Apparently you are trying to explain how our subpoenas of December 6 and 12, 2007, really could be issued after the plaintiffs' motions of Dec. 18, 2007, and June 25, 2008. Lots of luck.
By the way, you quote above where Jerrie Hayes refers to a proposed protective order she submitted "as part of Plaintiffs’ 26(f) Report." Could you please provide a link to where one can actually read that document as it was sumitted to the court with that report? Hint: see Doc. 18 at
http://www.3abnvjoy.com/mad-07cv40098/. Then quote for us the actual text of that proposed order.
Hint: Jerrie never submitted any such proposed protective order with the 26(f) report.
If the state of Washington felt like it had to make sure that 3ABN wasn't deceiving it in regards to the charitable gift annuity debacle up there, then certainly we have been justified in maintaining that we must be allowed to challenge any document Danny or 3ABN produces.
What does that mean? That means we have to be allowed to get the documents from collateral sources, not just the dishonest plaintiffs. We have to be allowed to make sure that any bank statements given to us by Danny and 3ABN are the same as the ones MidCountry or any other bank has.
But back to the main point: Simpson explicitly stated, "Frustrated by delays they encountered as this Court considered what sort of protective order and limits on the scope of discovery would be appropriate, Defendants circumvented this Court and obtained subpoenas from sister courts in Minnesota, Illinois, Michigan ...."
- On December 12, 2007, when the court in Minnesota issued that second subpoena, the court in Massachusetts wasn't considering any such things, since the plaintiffs hadn't filed their motions yet.

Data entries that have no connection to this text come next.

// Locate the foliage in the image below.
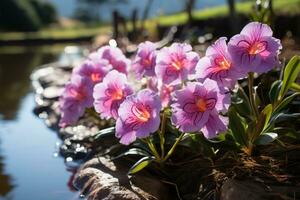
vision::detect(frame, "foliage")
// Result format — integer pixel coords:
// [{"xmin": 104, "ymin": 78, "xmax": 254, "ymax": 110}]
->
[
  {"xmin": 0, "ymin": 0, "xmax": 57, "ymax": 32},
  {"xmin": 0, "ymin": 0, "xmax": 41, "ymax": 31},
  {"xmin": 29, "ymin": 0, "xmax": 57, "ymax": 26}
]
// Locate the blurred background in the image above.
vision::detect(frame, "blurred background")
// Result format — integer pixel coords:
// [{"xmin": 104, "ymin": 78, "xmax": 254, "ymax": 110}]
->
[{"xmin": 0, "ymin": 0, "xmax": 299, "ymax": 199}]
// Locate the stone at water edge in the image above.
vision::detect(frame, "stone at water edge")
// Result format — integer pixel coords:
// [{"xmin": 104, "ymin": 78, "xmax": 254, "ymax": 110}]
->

- There were no delays at that point, other than the Rule 26(a)(1) materials, since Danny and 3ABN didn't respond to my requests to produce until January.
- Judge Saylor had already explicitly ruled that there would be no stay of discovery while such motions were being crafted, filed, and ruled upon.
- While the date of the first subpoena, Dec. 6, 2007, is important, it doesn't tell you how early we were thinking about going after the bank records.
In going through some correspondence, looks like I started giving thought to subpoenas by October 29, 2007, which would be before I went pro se. I had started drafting one by Nov. 12, 2007.
How much earlier do we need to go before you are convinced that Atty. Greg Simpson lied to the court on that point?